Breakthrough #7: Cross-embodiment
- Physical Intelligence pi0 introduces architectural and training improvements by training their model on data from many different robotics hardware systems
- this is known as a cross-embodiment dataset
- then generalize to new hardware via fine-tuning

Generalization
- The frontier of robotics is now converging on on end-to-end transformer models trained with internet scale pretraining and manually collected tele-operation datasets
- Generalization Capabilities
- Object Recognition - VLAs can recognize wide array of objects
- Envrionemnts - VLAs can operate in a diverse set of environments
- Reasoning - LLMs provide sufficient problem solving abilities for most real-world tasks
- Hardware - Cross-embodiment results from pi is promising indicator we may be able to create foundation models that can operate across hardware
- Manipulation - Still far a way off from generalized manipulation capabilities
Future
- fully autonomous and general purpose robots are now a deep learning problem
- Utilize the authors 7 constraints of deep learning progress as a lens to asses what is holding us back from progress in robotics
Simulation
- Training in simulation is the most viable path to generating internet scale data to train foundation models on
- Achieving sufficient complexity in simulation would require constructing simulated worlds that approach the complexity of the real world
- we need better world models to make the simulated training data useful
Wrap up
- Author predicts that Tesla will win the humanoid arm race because of its track record at highly technical projects, and deep pockets to fund the initial research,
My thoughts
- Overall, good writeup.
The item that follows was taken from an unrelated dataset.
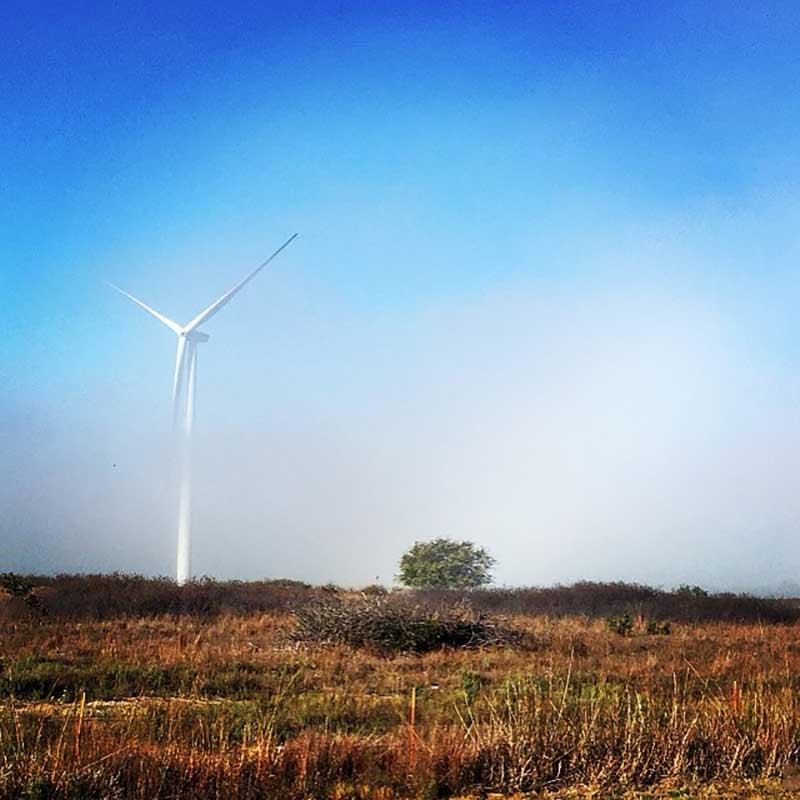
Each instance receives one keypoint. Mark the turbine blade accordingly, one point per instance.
(179, 361)
(160, 317)
(218, 304)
I have no prior experience in robotics (coming at this from an interest in world models and experience with LLMs) so I learned quite a bit on the history and terminology used in robotics
- Don't feel like the paper presents enough evidence to jump at the conclusion that "Tesla will win", but to be fair, this is just the authors personal opinion
- Claiming that Reasoning is essentially solved for most real world problems is a pretty strong claim to make. There are a number of tasks for which LLMs simply dont perform well, such as anything requiring coherence over a long time horizon and the ability to learn at inference time.